/ 8 September 2003

Maharaj backs Ngcuka spy claim

Former transport minister Mac Maharaj has backed a newspaper report suggesting Bulelani Ngcuka, the National Director of Public Prosecutions (NDPP), was a probable informant for the South African government during the apartheid era, SABC television news reported on Sunday.

Maharaj, who was part of the African National Congress’s intelligence network at the time, said it is possible that the state archives were not properly accessed and that President Thabo Mbeki was not correctly briefed when he appointed Ngcuka.

Meanwhile, the NDPP said on Sunday it would take legal action against City Press newspaper for reporting that Ngcuka was named in a report as an apartheid police agent.

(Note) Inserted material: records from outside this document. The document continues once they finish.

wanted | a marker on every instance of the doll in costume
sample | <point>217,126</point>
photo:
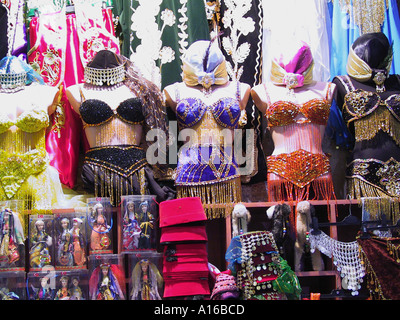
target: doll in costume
<point>105,283</point>
<point>296,109</point>
<point>76,290</point>
<point>41,241</point>
<point>64,243</point>
<point>212,107</point>
<point>78,242</point>
<point>25,172</point>
<point>45,292</point>
<point>146,223</point>
<point>12,237</point>
<point>369,99</point>
<point>99,238</point>
<point>146,281</point>
<point>131,228</point>
<point>117,107</point>
<point>64,293</point>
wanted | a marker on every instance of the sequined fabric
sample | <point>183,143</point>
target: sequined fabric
<point>372,177</point>
<point>226,111</point>
<point>95,112</point>
<point>299,167</point>
<point>122,160</point>
<point>254,259</point>
<point>282,113</point>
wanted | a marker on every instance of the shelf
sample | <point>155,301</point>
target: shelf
<point>313,202</point>
<point>317,273</point>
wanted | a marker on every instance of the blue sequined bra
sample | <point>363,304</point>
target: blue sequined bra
<point>226,111</point>
<point>95,112</point>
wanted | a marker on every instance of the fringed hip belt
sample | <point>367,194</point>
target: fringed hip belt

”We will take legal action against City Press because we warned the paper not to publish anything that is a lie, so they must be prepared to pay,” NDPP spokesperson Sipho Ngwema said.

The newspaper reported that Ngcuka was investigated by the exiled ANC in the late 1980s to establish whether he was an apartheid spy.

Documents leaked to City Press this week by a senior investigative journalist, which are said to have been sourced from a National Intelligence database, identify the head of the NDPP as possibly, but not conclusively, an apartheid police spy, Agent RS452, the newspaper reported.

Ngwema said the people who planted the information with the newspaper were desperate, had no integrity, had no honour and no conscience.

”They thought because of their ability to manufacture lies, they think they will be untouchable. This time they will not get away with it,” he said.